Lord Geidt, a former private secretary to the Queen who now advises the Prime Minister on his ministers' potential conflicts of interest, said Mr Hancock had inadvertently broken the code by failing to declare his shares but had acted "with integrity" throughout.

The Health Secretary has a 20 per cent stake in Topwood Limited, a company run by his sister and her husband. In February 2019, it was awarded a "framework contract" with the NHS, which set out terms on how the firm could do business with the health service in future.

Mr Hancock said he did not know the company had received a contract with the NHS and therefore could not "reasonably" have been expected to declare it.

Lord Geidt's report said a "reasonable person might perceive this link to represent a conflict of interest", although the "circumstances of it being received" means there was not actually evidence of a conflict.

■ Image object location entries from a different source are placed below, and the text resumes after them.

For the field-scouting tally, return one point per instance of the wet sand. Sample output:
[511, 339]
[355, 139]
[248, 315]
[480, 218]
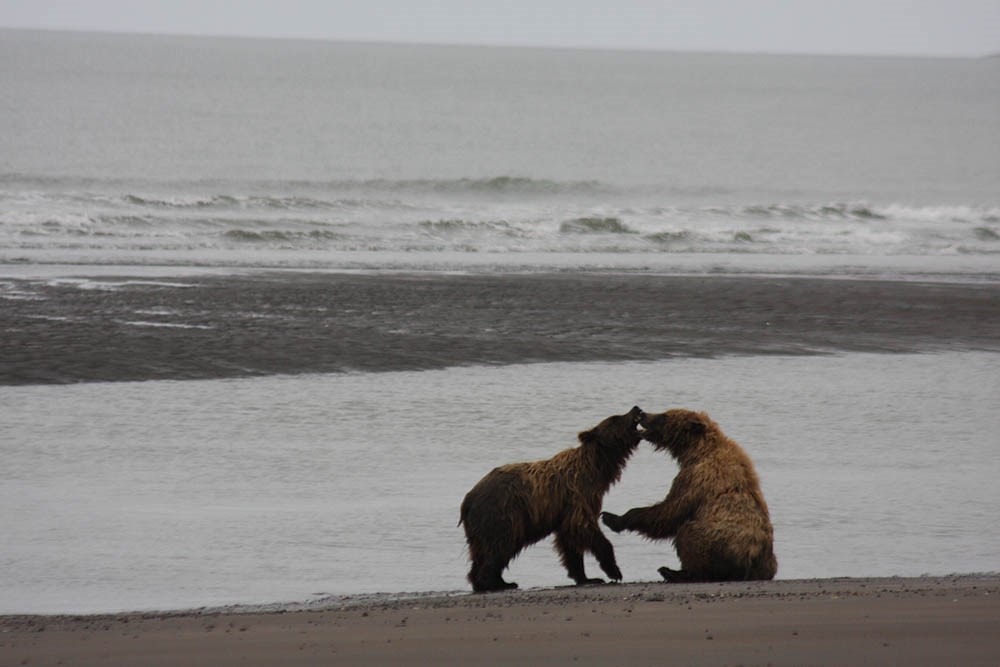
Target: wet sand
[916, 621]
[115, 329]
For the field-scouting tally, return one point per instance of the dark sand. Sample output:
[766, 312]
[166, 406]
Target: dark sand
[289, 322]
[922, 621]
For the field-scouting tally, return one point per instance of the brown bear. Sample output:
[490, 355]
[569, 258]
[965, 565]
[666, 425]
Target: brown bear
[715, 511]
[518, 504]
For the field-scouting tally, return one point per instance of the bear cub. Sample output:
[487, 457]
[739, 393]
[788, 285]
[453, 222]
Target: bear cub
[715, 510]
[518, 504]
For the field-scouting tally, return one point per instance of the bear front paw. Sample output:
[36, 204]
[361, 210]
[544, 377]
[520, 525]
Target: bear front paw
[613, 521]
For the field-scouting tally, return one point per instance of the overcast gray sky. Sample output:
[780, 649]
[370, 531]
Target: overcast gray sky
[891, 27]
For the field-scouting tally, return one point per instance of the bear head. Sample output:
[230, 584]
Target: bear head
[616, 437]
[677, 431]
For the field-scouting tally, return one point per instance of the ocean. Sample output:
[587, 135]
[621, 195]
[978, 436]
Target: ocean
[270, 308]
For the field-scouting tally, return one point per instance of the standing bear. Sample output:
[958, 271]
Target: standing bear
[518, 504]
[715, 511]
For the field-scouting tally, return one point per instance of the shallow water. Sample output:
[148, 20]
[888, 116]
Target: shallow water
[173, 494]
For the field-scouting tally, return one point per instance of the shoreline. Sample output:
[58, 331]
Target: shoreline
[904, 620]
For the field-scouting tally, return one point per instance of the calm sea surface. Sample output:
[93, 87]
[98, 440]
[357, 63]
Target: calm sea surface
[145, 158]
[148, 150]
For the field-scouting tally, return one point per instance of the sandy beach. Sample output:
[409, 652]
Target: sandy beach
[904, 621]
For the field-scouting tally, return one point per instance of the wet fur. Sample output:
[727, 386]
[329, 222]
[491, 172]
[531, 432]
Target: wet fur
[715, 510]
[516, 505]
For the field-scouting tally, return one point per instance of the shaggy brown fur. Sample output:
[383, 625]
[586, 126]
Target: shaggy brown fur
[715, 511]
[516, 505]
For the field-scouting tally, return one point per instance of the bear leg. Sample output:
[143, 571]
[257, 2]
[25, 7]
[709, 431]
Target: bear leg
[572, 560]
[487, 575]
[605, 554]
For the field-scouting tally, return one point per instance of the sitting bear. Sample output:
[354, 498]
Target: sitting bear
[516, 505]
[715, 511]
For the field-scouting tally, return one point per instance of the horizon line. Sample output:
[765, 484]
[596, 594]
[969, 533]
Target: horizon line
[505, 45]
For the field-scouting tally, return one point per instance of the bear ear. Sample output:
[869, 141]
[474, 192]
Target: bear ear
[696, 425]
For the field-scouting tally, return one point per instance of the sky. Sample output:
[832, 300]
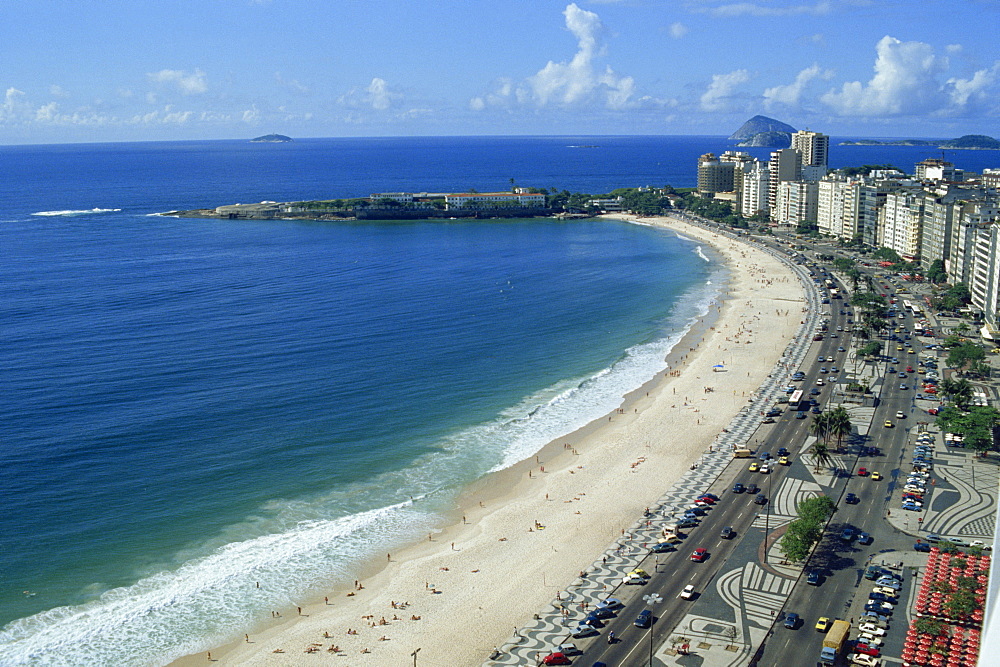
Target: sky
[150, 70]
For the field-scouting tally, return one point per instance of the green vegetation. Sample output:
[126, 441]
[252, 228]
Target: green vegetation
[805, 531]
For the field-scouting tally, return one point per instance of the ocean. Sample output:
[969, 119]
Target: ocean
[193, 407]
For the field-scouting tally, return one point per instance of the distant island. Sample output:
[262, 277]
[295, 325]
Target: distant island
[271, 139]
[764, 132]
[966, 142]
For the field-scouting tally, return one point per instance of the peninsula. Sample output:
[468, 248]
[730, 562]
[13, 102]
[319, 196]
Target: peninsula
[271, 139]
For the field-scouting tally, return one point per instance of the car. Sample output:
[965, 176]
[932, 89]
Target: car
[890, 593]
[863, 660]
[866, 649]
[611, 603]
[870, 615]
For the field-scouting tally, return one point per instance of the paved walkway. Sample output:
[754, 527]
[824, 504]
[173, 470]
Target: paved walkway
[603, 579]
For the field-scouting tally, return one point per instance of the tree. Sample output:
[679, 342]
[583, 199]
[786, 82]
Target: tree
[965, 354]
[839, 424]
[821, 451]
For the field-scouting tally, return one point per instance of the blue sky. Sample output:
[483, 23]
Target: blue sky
[109, 70]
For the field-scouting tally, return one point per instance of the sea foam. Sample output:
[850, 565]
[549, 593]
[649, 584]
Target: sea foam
[50, 214]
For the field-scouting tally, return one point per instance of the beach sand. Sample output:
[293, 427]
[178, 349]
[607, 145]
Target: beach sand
[491, 571]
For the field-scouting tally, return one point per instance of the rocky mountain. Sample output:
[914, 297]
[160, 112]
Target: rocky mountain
[768, 140]
[759, 124]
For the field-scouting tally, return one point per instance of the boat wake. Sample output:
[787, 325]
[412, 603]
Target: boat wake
[51, 214]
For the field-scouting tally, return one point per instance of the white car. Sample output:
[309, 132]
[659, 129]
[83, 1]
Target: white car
[872, 629]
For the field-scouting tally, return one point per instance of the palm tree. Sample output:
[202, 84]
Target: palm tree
[959, 391]
[839, 424]
[822, 454]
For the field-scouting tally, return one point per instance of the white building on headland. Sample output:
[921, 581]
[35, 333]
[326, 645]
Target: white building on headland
[494, 200]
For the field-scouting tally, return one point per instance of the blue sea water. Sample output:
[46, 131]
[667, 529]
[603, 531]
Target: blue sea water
[191, 407]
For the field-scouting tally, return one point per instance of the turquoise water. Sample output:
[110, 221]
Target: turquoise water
[194, 407]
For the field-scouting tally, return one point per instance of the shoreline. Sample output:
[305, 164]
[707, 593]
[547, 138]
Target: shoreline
[492, 569]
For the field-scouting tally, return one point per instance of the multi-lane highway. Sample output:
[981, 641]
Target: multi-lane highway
[841, 563]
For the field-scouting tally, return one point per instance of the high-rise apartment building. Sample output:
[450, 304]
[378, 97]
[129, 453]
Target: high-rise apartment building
[813, 148]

Mr Hancock's role as Health Secretary means he is a shareholder in NHS Shared Business Services (SBS), the part of the health service that awarded the contract to his sister's company.

Friday's report concluded that "the activity of NHS SBS may have been very far from the Secretary of State's main focus" and that Mr Hancock had only accidentally failed to declare his interest.

The ministerial code, which governs how ministers conduct themselves in public office, requires them to "scrupulously avoid any danger of an actual or perceived conflict of interest between their ministerial position and their private financial interests".

"I assess this earlier failure to declare the interest was as a result of his lack of knowledge and in no way deliberate, and therefore, in technical terms, a minor breach of the ministerial code," Lord Geidt wrote. "In coming to this finding, I recognise that Mr Hancock has acted with integrity throughout and that this event should in no way impugn his good character or ministerial record."

Following the publication of the report, which also dealt with Lord Brownlow's funding of the refurbishment of Mr Johnson's Downing Street flat, Mr Hancock wrote to the Prime Minister to assure him his "goal has always been to act properly and honestly in these matters".

"I did not know about the framework decision and I do not think I could reasonably have been expected to declare it," he wrote. "Any perceived breach could only be technical in nature because it is simply not possible to declare something I did not know."

Mr Johnson replied, praising Mr Hancock for acting "properly and honestly" in declaring the shareholding when he became aware of the NHS framework contract.